Jordanian officials and religious commentators have repeatedly stressed that extremists have distorted Islamic teachings. That message, however, has not prevented radical groups from finding new recruits.

Experts say there are about 2,000 Jordanians fighting alongside extremists in Syria and Iraq, with only Tunisia and Saudi Arabia providing more recruits from Arab countries.

One of the efforts Jordan is making to weaken the influence of extremists has been a prison programme espousing a liberal, tolerant vision. But there is little indication that it is proving successful.

“We do not trust the consulting programme at the prison,” said an ISIL sympathiser who travelled to Peshawar, in Pakistan, during the Afghanistan war of the 1980s, where he received military training, before returning to Jordan.

His son is serving a three-year prison sentence for supporting ISIL’s ideology.

“They say we cannot declare the Jews as infidels or those who curse the prophets as infidels. These are fixtures in religion. So my son kicked the government imam out when he tried to have a dialogue with him,” the former militant said.

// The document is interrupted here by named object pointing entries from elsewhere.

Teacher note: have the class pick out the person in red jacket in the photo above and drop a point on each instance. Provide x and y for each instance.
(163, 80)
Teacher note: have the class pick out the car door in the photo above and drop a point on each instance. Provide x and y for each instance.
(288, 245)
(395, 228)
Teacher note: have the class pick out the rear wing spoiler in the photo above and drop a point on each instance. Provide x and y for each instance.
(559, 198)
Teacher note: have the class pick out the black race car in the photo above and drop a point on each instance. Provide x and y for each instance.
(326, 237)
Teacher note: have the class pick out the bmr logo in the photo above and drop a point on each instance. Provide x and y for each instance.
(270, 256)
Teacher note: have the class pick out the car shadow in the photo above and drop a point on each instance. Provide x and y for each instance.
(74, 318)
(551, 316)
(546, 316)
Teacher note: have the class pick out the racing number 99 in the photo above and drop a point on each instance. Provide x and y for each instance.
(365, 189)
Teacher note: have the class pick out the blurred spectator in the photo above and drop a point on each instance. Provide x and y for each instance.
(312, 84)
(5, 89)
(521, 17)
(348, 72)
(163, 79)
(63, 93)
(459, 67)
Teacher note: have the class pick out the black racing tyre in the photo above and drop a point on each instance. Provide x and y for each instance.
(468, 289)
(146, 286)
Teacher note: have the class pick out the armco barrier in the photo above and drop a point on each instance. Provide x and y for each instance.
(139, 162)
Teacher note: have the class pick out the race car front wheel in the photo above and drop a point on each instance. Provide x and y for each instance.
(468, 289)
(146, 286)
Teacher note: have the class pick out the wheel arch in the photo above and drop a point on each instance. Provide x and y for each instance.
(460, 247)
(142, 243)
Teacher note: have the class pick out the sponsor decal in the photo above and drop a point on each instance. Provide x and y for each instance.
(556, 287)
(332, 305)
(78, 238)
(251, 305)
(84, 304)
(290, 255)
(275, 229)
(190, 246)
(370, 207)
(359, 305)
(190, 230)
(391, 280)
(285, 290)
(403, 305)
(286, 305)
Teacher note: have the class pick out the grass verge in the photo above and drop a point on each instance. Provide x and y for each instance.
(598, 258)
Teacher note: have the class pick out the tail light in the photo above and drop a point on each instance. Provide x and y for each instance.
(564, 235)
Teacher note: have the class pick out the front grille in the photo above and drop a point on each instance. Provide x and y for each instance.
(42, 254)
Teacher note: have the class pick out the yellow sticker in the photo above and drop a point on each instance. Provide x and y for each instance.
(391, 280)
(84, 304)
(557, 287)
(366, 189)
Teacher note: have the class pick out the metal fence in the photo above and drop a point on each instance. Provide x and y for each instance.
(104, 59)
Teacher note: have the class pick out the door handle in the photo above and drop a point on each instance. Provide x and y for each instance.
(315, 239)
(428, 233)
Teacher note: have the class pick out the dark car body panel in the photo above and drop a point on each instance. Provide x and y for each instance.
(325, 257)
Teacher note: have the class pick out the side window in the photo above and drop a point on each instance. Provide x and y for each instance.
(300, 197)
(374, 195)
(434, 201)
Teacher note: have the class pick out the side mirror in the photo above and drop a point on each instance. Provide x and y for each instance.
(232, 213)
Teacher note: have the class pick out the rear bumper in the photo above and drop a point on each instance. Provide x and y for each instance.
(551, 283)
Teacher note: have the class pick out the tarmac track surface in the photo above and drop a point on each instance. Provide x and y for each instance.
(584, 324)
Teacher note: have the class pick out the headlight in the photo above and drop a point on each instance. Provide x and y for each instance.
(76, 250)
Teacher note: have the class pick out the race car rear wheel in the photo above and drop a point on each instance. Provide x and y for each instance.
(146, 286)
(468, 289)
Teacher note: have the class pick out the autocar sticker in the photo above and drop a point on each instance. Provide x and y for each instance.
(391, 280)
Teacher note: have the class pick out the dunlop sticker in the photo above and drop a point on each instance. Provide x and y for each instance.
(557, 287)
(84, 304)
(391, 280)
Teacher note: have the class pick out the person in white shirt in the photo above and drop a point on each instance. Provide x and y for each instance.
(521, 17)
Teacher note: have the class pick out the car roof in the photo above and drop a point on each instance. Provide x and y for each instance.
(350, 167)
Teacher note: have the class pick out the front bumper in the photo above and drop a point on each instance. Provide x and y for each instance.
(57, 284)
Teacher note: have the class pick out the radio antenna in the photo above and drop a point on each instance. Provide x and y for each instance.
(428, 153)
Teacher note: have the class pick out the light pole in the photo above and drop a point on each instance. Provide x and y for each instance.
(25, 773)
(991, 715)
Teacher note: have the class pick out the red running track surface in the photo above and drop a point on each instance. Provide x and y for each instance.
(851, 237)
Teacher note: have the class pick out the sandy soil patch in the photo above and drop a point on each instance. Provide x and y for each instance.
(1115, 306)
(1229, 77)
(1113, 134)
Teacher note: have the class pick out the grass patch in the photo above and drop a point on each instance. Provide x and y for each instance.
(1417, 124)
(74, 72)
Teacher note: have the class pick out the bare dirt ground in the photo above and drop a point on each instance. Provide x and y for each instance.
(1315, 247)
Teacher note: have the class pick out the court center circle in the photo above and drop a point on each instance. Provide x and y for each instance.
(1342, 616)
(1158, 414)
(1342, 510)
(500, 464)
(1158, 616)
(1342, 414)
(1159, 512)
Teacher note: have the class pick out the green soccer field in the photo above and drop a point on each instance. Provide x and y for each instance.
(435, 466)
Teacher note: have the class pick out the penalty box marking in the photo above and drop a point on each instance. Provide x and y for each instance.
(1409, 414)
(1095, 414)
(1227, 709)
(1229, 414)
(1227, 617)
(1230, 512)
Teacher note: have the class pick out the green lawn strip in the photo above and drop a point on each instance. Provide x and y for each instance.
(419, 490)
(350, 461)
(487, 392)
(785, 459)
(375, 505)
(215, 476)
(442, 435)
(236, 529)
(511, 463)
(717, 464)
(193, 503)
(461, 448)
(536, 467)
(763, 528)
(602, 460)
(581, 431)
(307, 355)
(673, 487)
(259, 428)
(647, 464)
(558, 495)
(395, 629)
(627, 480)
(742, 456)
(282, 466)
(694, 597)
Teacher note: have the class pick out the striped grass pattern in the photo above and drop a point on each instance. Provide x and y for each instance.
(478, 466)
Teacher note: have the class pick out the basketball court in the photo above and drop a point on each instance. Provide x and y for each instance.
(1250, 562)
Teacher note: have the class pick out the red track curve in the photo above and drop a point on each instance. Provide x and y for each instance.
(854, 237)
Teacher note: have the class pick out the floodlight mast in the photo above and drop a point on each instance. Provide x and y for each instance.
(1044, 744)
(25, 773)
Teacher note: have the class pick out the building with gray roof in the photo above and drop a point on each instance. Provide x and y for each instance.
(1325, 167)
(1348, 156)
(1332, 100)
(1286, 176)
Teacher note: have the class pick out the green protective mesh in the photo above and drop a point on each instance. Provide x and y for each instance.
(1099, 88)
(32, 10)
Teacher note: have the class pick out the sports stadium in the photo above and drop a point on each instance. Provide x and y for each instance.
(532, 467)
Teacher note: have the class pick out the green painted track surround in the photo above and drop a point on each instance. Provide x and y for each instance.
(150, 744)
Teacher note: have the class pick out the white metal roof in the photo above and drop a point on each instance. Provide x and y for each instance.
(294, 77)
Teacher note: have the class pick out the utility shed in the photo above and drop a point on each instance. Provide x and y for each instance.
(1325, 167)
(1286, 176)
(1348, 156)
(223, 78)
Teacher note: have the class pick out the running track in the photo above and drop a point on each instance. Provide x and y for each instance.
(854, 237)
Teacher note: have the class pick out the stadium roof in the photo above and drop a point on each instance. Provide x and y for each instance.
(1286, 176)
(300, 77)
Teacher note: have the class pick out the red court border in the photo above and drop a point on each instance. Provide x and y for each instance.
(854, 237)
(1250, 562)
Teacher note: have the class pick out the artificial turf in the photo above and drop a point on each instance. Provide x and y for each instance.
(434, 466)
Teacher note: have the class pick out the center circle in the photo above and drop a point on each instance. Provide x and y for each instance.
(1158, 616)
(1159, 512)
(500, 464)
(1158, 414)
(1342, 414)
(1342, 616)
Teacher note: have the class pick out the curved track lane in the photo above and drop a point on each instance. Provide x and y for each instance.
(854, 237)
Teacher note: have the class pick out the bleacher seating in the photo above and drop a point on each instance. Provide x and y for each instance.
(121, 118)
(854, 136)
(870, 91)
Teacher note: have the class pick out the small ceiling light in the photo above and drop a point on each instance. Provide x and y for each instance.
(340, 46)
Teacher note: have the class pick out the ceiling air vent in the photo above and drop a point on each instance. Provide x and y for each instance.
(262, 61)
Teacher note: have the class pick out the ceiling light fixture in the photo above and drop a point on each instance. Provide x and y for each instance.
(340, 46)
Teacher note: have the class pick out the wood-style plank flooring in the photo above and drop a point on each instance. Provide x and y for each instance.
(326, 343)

The man and his son come from the city of Rusafia near Zarqa, a hotbed of extremism and the hometown of Abu Musab Al Zarqawi, the leader of ISIL’s predecessor group Al Qaeda in Iraq.

Interviews suggest that the treatment of detained radicals inside prison could be increasing their susceptibility to extremist ideology.

Abu Ammar, a carpenter whose younger brother, Naser Hasan, is serving a three-year sentence on charges related to supporting ISIL, said the prisoner’s health had deteriorated because the authorities delayed providing him with essential health care. Hasan, 37, is at a public hospital receiving treatment for liver failure, according to a pathology report issued by the health ministry in April.

“I wish I didn’t see him in this condition. He was lying unconscious and his hands were cuffed,” said Abu Ammar, who suspects Hasan caught an infection in prison that resulted in his liver failure. “He needs a liver transplant. We are trying to transfer him to a different centre, but the [authorities] refused. ”

While analysts say poverty is stoking radicalism, another ISIL sympathiser said suppression by security forces played a greater role.

“The intelligence [services’] approach is based on repressions and arrest. They confiscated my liberty, froze my assets and blacklisted my passport,” he said, adding that methods had become harsher following the brutal killing of Jordanian air force fighter pilot Muath Al Kasasbeh.

The pilot was captured by ISIL after his F-16 jet crashed over Raqqa in eastern Syria in December 2014 and burnt to death last February.

“After Muath was burnt, the mukhabarat [general intelligence directorate] became harsher than ever,” the ISIL sympathiser said, wearing an Afghani-style vest and sporting a long beard. “These strict measures will lead to an explosion.”

“Jordan is a time bomb, the security is controlling the borders, but inside things will explode.”